Der heute gebräuchliche Ablauf wird erstmals 1838 in Berlin aufgeführt. Dazu gehört etwa, dass der Zapfenstreich immer abends im Fackelschein stattfindet. Gespielt wird dabei eine historisch festgelegte Musikfolge, an deren Ende die Nationalhymne steht. Allein die sogenannte Serenade nach dem Aufmarsch kann variabel gestaltet werden. Die Geehrten dürfen dafür drei Stücke ohne besondere Vorgaben selbst wählen. Die jeweiligen Wünsche - etwa Pop-Hits - werden dann für das Militärorchester umgeschrieben, das aus etwa einem Dutzend verschiedener Blasinstrumente und mehreren Schlagwerken besteht.

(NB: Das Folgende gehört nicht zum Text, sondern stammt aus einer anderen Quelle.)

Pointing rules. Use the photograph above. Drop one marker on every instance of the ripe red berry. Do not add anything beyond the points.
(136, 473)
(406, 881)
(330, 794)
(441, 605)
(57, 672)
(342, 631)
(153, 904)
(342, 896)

Diese Lieder wünschten sich Merkels Vorgänger
Wie sehr ein Zapfenstreich ans Herz geht, zeigte sich bei Merkels Vorgänger Gerhard Schröder. Nach „Summertime“ aus George Gershwins Oper „Porgy and Bess“ und Kurt Weills „Moritat von Mackie Messer“ aus Bertolt Brechts „Dreigroschenoper“ setzte ein Trompeter zu Frank Sinatras „My Way“ an - was den Kanzler zu Tränen rührte.
Vor allem aus dem Verteidigungsministerium kamen zuletzt ungewöhnliche Wünsche: Franz Josef Jung lauschte der gediegenen Andrea-Bocelli-Schmonzette „Time To Say Goodbye“, während es bei Karl-Theodor zu Guttenberg mit der Deep-Purple-Hardrock-Hymne „Smoke On The Water“ etwas heftiger zur Sache ging. Thomas de Maizière ließ alle Scheu fahren und das Musikkorps den 1980er-Gassenhauer „Live Is Life“ der österreichischen Popgruppe Opus aufspielen. Die heutige EU-Kommissionspräsidentin Ursula von der Leyen wählte etwa „Wind Of Change“ der Scorpions bei ihrem Abschied aus dem Bendlerblock.